Current point cloud denoising (PCD) models optimize single networks, trying to make their parameters adaptive to each point in a large pool of point clouds. Such a denoising network paradigm neglects that different points are often corrupted by different levels of noise and they may convey different geometric structures. Thus, the intricacy of both noise and geometry poses side effects including remnant noise, wrongly-smoothed edges, and distorted shape after denoising. We propose PathNet, a path-selective PCD paradigm based on reinforcement learning (RL). Unlike existing efforts, PathNet enables dynamic selection of the most appropriate denoising path for each point, best moving it onto its underlying surface. Besides the proposed framework of path-selective PCD for the first time, we have two more contributions.
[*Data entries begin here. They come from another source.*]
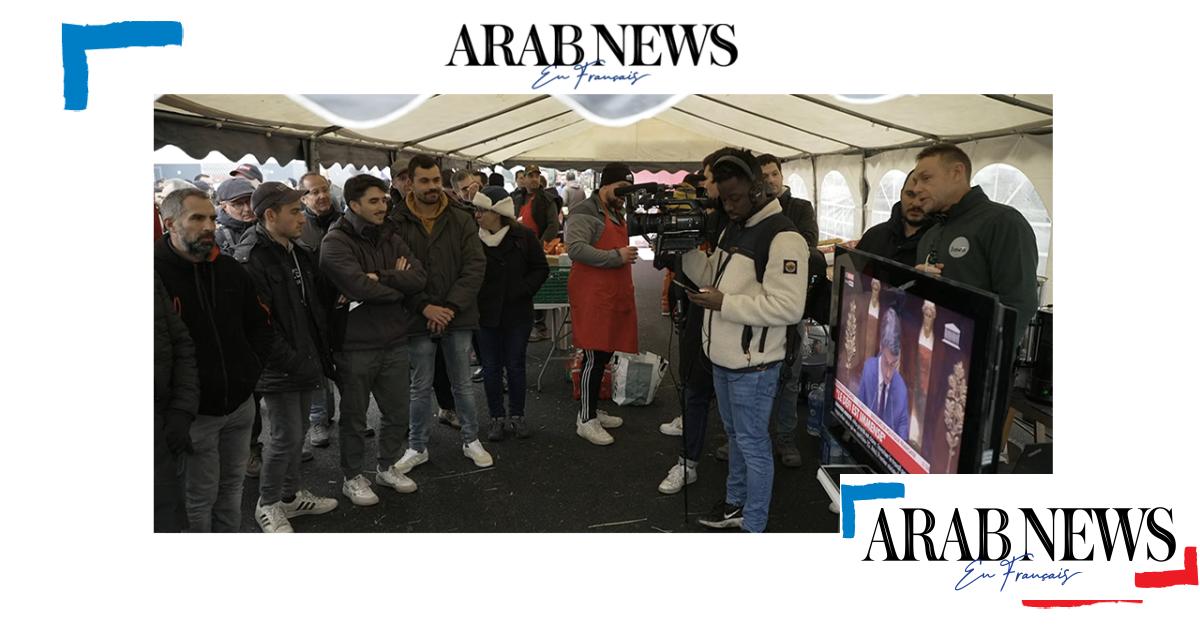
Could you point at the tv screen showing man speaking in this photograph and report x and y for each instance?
(901, 377)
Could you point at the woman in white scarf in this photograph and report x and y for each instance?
(516, 269)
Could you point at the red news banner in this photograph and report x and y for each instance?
(875, 427)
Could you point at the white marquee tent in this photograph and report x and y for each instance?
(845, 153)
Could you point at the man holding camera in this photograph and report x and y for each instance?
(753, 287)
(600, 291)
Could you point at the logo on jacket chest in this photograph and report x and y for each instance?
(959, 247)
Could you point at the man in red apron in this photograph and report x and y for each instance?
(600, 292)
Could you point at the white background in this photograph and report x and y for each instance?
(77, 343)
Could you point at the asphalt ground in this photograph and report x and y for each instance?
(556, 481)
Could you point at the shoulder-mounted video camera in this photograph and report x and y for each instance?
(675, 219)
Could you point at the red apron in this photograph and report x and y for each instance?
(603, 312)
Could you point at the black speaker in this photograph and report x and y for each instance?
(1042, 378)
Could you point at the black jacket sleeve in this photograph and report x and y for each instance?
(337, 262)
(185, 381)
(407, 282)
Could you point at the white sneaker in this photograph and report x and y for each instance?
(411, 460)
(396, 480)
(271, 519)
(673, 483)
(475, 451)
(609, 421)
(307, 503)
(593, 431)
(359, 491)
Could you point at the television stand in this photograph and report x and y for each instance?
(831, 480)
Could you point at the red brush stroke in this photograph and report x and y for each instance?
(1072, 603)
(1187, 575)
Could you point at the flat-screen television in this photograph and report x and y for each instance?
(921, 367)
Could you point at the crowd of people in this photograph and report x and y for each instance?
(279, 297)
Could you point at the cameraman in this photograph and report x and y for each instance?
(754, 287)
(697, 371)
(600, 291)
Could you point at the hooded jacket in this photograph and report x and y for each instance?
(175, 383)
(298, 311)
(750, 330)
(888, 240)
(352, 250)
(802, 214)
(990, 246)
(454, 261)
(228, 325)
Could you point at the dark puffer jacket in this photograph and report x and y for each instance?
(888, 240)
(352, 250)
(298, 311)
(454, 261)
(228, 325)
(175, 383)
(516, 269)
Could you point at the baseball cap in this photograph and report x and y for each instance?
(273, 195)
(247, 171)
(616, 173)
(234, 189)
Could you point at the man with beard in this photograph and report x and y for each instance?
(401, 184)
(285, 273)
(751, 288)
(444, 315)
(370, 264)
(235, 215)
(975, 240)
(537, 210)
(600, 291)
(318, 209)
(799, 211)
(897, 238)
(319, 215)
(219, 303)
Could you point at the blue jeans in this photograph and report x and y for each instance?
(322, 411)
(456, 353)
(745, 401)
(503, 349)
(216, 468)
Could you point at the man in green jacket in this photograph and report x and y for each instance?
(975, 240)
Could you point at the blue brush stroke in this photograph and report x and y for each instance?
(77, 40)
(871, 491)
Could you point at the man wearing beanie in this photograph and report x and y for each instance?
(445, 239)
(285, 274)
(235, 215)
(600, 292)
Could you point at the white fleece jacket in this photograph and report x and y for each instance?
(767, 307)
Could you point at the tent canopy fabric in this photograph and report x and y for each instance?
(666, 132)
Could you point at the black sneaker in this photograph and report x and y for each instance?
(496, 430)
(519, 426)
(724, 516)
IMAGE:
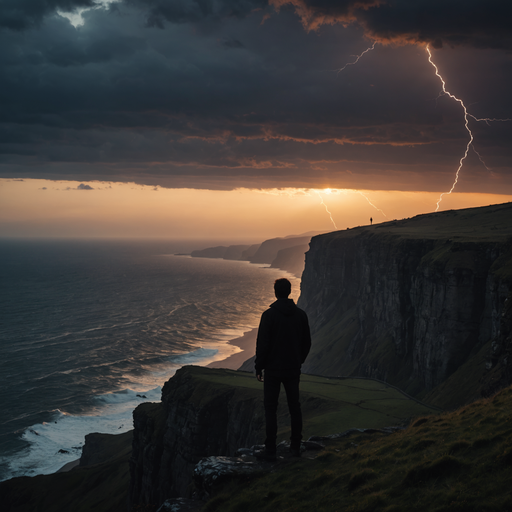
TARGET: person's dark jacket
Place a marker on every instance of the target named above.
(284, 339)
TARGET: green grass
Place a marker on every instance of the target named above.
(458, 461)
(329, 405)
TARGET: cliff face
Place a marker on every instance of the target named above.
(197, 418)
(409, 302)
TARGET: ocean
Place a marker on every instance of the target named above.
(91, 328)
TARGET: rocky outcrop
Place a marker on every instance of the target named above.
(284, 253)
(268, 250)
(409, 302)
(292, 259)
(197, 418)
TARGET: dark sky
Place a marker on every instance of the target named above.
(222, 94)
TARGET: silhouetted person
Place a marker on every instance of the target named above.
(282, 346)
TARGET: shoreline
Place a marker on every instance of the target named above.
(247, 343)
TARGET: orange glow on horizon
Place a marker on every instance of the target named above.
(46, 208)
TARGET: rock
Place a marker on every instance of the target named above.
(410, 302)
(211, 473)
(194, 420)
(181, 505)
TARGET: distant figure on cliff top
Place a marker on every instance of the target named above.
(282, 346)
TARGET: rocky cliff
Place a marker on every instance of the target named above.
(201, 414)
(413, 302)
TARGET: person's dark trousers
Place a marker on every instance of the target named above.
(271, 387)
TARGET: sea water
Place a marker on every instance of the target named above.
(89, 329)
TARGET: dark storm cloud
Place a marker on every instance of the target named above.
(477, 23)
(22, 14)
(226, 96)
(186, 11)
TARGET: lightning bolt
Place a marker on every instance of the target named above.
(467, 115)
(357, 58)
(327, 210)
(371, 204)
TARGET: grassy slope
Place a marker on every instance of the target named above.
(451, 228)
(458, 461)
(330, 405)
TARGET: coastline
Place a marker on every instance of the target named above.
(247, 343)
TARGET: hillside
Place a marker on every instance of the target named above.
(458, 461)
(419, 303)
(207, 412)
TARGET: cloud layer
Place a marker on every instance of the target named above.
(236, 93)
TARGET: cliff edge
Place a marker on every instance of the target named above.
(415, 302)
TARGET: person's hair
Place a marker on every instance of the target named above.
(282, 288)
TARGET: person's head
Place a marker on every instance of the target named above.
(282, 288)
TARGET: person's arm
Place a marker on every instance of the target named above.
(262, 345)
(306, 339)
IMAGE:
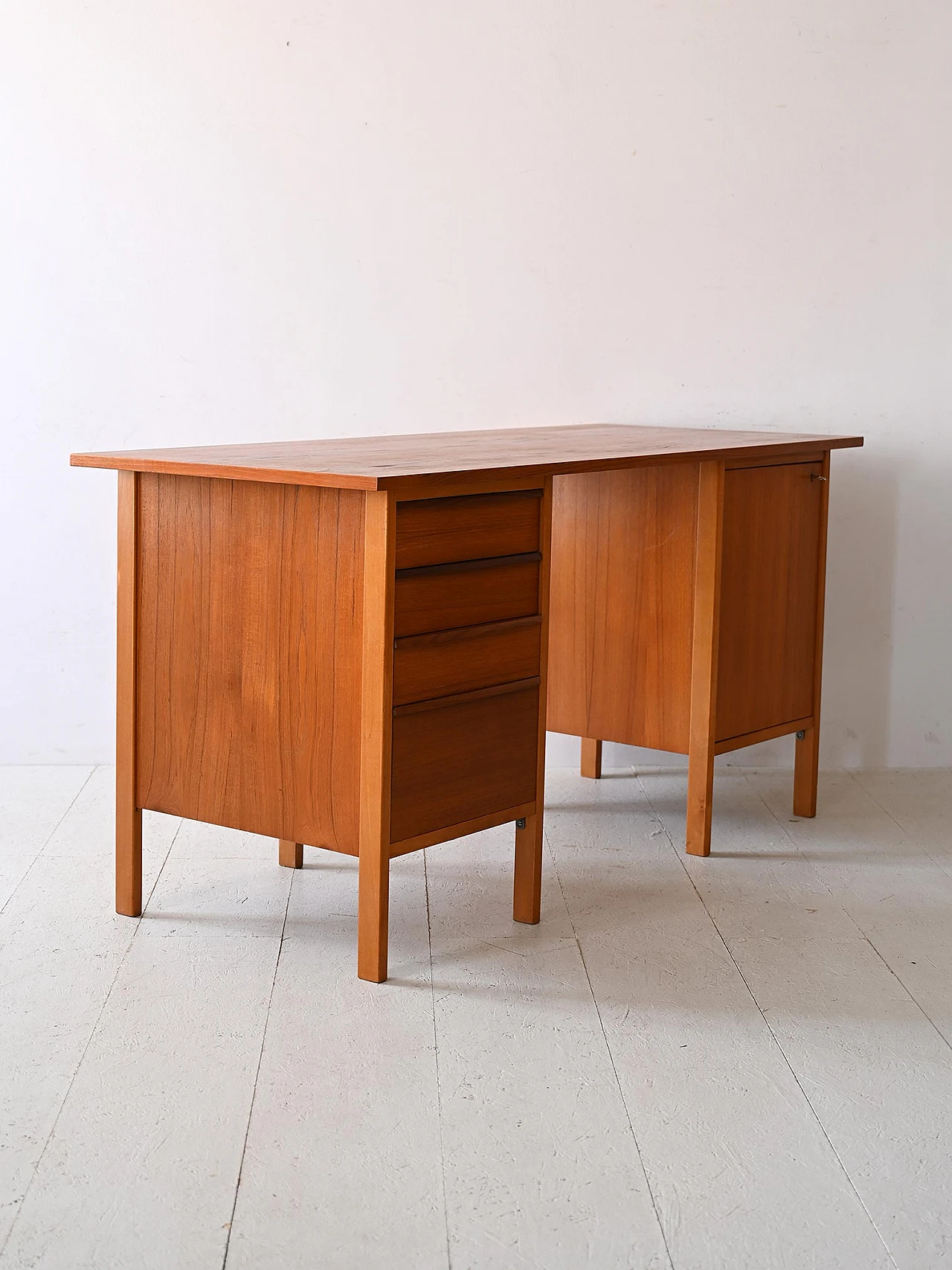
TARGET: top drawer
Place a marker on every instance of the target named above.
(472, 527)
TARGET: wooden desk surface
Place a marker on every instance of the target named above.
(404, 461)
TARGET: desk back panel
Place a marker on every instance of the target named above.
(621, 615)
(249, 655)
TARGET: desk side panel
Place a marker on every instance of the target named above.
(249, 655)
(770, 594)
(623, 603)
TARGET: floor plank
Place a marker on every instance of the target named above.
(743, 1174)
(876, 1072)
(61, 945)
(32, 803)
(343, 1165)
(542, 1169)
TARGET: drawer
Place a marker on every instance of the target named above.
(467, 658)
(472, 527)
(463, 757)
(445, 596)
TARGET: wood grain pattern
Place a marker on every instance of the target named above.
(469, 594)
(376, 738)
(465, 760)
(527, 871)
(591, 760)
(768, 597)
(443, 530)
(621, 606)
(424, 463)
(291, 855)
(249, 657)
(808, 749)
(129, 817)
(470, 657)
(705, 653)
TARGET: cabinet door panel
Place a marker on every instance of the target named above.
(768, 597)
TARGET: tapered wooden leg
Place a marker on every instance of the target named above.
(805, 772)
(129, 817)
(704, 675)
(372, 917)
(527, 878)
(376, 736)
(806, 761)
(291, 853)
(591, 757)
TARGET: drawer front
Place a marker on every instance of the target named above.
(467, 658)
(442, 597)
(472, 527)
(461, 758)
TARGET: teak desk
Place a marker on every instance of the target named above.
(347, 643)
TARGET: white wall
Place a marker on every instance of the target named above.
(262, 219)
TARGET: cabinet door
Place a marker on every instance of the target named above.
(772, 519)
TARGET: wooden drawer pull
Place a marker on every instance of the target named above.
(434, 571)
(461, 634)
(460, 699)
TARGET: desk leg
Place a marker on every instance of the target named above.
(527, 876)
(129, 817)
(704, 675)
(591, 763)
(806, 761)
(376, 733)
(291, 853)
(527, 873)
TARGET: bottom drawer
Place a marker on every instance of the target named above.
(458, 758)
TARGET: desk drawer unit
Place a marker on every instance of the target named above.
(466, 594)
(457, 758)
(442, 530)
(460, 661)
(466, 661)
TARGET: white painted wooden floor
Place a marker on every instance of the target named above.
(692, 1063)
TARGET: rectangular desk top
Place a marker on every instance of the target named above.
(404, 461)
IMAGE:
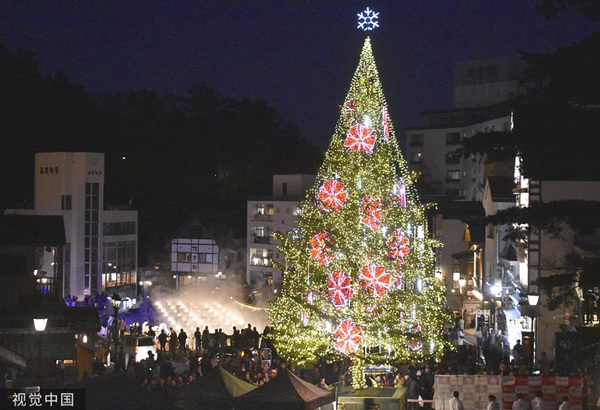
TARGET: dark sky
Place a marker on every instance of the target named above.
(297, 55)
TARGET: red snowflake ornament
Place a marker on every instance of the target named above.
(374, 278)
(332, 195)
(370, 210)
(396, 279)
(348, 337)
(320, 248)
(386, 124)
(305, 318)
(415, 345)
(340, 290)
(360, 139)
(398, 246)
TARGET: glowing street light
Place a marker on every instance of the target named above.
(40, 326)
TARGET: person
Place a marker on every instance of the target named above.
(520, 403)
(518, 352)
(412, 391)
(182, 342)
(565, 404)
(172, 343)
(122, 327)
(162, 340)
(427, 381)
(205, 338)
(198, 339)
(538, 401)
(493, 403)
(322, 384)
(455, 402)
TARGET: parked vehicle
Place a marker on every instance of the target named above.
(138, 347)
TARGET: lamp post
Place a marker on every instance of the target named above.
(40, 326)
(533, 299)
(116, 301)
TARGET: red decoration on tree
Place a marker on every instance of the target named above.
(360, 139)
(375, 278)
(350, 106)
(339, 288)
(415, 345)
(305, 318)
(320, 248)
(398, 246)
(332, 195)
(348, 337)
(386, 124)
(370, 210)
(396, 279)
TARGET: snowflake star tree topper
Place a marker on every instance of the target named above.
(367, 20)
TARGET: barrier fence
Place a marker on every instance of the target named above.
(474, 390)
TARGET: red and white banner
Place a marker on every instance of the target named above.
(474, 390)
(553, 388)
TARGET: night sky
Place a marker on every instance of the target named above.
(297, 55)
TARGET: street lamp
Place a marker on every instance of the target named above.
(116, 301)
(533, 299)
(40, 326)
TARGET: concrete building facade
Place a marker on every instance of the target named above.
(101, 248)
(267, 215)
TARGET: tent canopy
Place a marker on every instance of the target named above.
(214, 390)
(286, 391)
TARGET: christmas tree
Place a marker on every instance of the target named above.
(359, 274)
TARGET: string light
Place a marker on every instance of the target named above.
(348, 234)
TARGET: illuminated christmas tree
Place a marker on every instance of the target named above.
(359, 274)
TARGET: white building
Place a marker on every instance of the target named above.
(431, 151)
(194, 255)
(101, 249)
(547, 251)
(482, 91)
(267, 215)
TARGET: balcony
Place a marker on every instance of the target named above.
(261, 262)
(263, 240)
(262, 218)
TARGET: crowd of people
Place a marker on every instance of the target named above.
(183, 358)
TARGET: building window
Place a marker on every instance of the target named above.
(417, 158)
(452, 157)
(453, 138)
(92, 211)
(261, 257)
(66, 203)
(415, 140)
(118, 228)
(453, 175)
(205, 257)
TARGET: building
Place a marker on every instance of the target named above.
(432, 151)
(460, 259)
(100, 253)
(547, 252)
(267, 215)
(31, 266)
(194, 255)
(480, 83)
(483, 90)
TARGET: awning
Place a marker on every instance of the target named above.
(512, 313)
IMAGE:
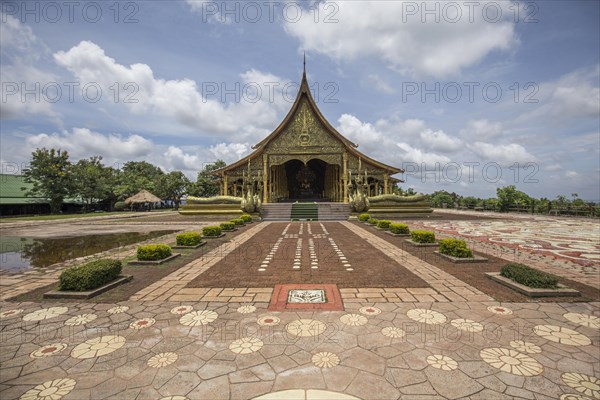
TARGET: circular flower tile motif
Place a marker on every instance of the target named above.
(117, 309)
(246, 309)
(10, 313)
(50, 390)
(306, 327)
(325, 359)
(181, 310)
(393, 332)
(467, 325)
(511, 361)
(426, 316)
(583, 319)
(500, 310)
(588, 385)
(268, 320)
(80, 319)
(525, 347)
(353, 319)
(442, 362)
(562, 335)
(142, 323)
(48, 350)
(246, 345)
(97, 347)
(162, 360)
(370, 311)
(196, 318)
(45, 313)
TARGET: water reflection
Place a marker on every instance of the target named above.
(18, 253)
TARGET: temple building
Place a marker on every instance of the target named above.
(305, 158)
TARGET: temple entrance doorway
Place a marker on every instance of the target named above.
(305, 182)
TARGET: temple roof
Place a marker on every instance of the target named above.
(304, 92)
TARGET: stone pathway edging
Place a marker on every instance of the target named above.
(446, 285)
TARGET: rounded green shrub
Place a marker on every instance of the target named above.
(384, 224)
(153, 252)
(189, 239)
(90, 276)
(211, 231)
(399, 229)
(227, 226)
(529, 277)
(455, 248)
(421, 236)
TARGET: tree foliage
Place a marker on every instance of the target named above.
(50, 174)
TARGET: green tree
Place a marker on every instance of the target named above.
(136, 176)
(207, 184)
(92, 181)
(173, 186)
(50, 173)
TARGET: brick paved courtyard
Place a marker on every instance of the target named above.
(407, 328)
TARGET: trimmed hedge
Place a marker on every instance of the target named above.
(90, 276)
(529, 277)
(384, 224)
(227, 226)
(421, 236)
(455, 248)
(153, 252)
(189, 239)
(399, 229)
(211, 231)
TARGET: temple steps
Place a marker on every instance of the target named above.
(322, 211)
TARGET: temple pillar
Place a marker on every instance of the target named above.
(265, 179)
(385, 183)
(345, 176)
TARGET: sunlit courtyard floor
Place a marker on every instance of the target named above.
(406, 325)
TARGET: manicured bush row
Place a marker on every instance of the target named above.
(211, 231)
(227, 226)
(188, 239)
(529, 277)
(90, 276)
(384, 224)
(421, 236)
(399, 229)
(455, 248)
(153, 252)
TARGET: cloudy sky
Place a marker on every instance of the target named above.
(465, 96)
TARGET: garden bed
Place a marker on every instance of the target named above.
(561, 291)
(463, 260)
(63, 294)
(154, 262)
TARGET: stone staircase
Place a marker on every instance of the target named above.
(315, 211)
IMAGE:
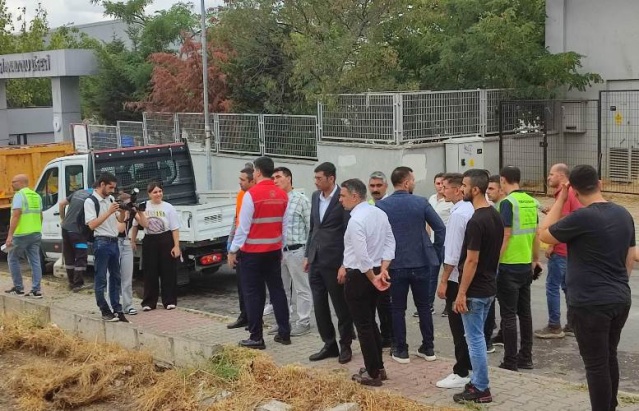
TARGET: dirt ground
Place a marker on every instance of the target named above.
(11, 363)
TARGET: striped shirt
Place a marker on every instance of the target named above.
(299, 218)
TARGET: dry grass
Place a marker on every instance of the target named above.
(77, 373)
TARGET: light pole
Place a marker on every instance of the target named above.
(205, 86)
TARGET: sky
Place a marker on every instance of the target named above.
(61, 12)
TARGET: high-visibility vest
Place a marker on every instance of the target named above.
(30, 221)
(266, 227)
(524, 228)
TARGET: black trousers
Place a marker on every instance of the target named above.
(75, 251)
(361, 297)
(240, 294)
(513, 292)
(385, 315)
(257, 269)
(598, 330)
(160, 270)
(462, 358)
(324, 284)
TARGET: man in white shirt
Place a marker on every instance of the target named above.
(369, 247)
(461, 212)
(106, 251)
(443, 209)
(378, 187)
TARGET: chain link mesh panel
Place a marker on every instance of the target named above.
(238, 133)
(290, 136)
(159, 128)
(103, 137)
(190, 126)
(442, 114)
(359, 118)
(131, 133)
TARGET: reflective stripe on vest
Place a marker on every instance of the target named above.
(30, 221)
(266, 226)
(524, 228)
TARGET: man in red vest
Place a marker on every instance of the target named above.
(259, 236)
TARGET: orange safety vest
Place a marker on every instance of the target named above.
(266, 227)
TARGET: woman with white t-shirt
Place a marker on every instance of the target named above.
(160, 250)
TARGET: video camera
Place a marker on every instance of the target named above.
(129, 201)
First, to leverage geometry expertise and benefit from training data, we propose a noise- and geometry-aware reward function to train the routing agent in RL. Second, the routing agent and the denoising network are trained jointly to avoid under- and over-smoothing. Extensive experiments show promising improvements of PathNet over its competitors, in terms of the effectiveness for removing different levels of noise and preserving multi-scale surface geometries. Furthermore, PathNet generalizes itself more smoothly to real scans than cutting-edge models.

Environment

Installation

You can install via conda environment .yaml file

conda env create -f env.yml
conda activate pathnet

Datasets and model

We provide pretrained models and datasets here

Please extract test_data.zip, train _data.hdf5 to data folder.

Denoise

Train

Use the script train.py to train a model in the our dataset (the trained model will be saved at ./log/path-denoise/model/checkpoints/best_model.pth):

cd PathNet
### First stage
python train.py --epoch 200 --use_random_path 1
### Second stage
python train.py --epoch 300 --use_random_path 0

Test (The filtered results will be saved at ./data/results)

cd PathNet
python test.py

Citation

If you find the code useful for your research, please consider citing

@article{wei2024pathnet,
  title={PathNet: Path-Selective Point Cloud Denoising},
  author={Wei, Zeyong and Chen, Honghua and Nan, Liangliang and Wang, Jun and Qin, Jing and Wei, Mingqiang},
  journal={IEEE Transactions on Pattern Analysis and Machine Intelligence},
  year={2024},
  publisher={IEEE}
}

Acknowledgements

The repository is based on:

The point clouds are visualized with Easy3D.

We thank the authors for their great work!

License

This project is open sourced under MIT license.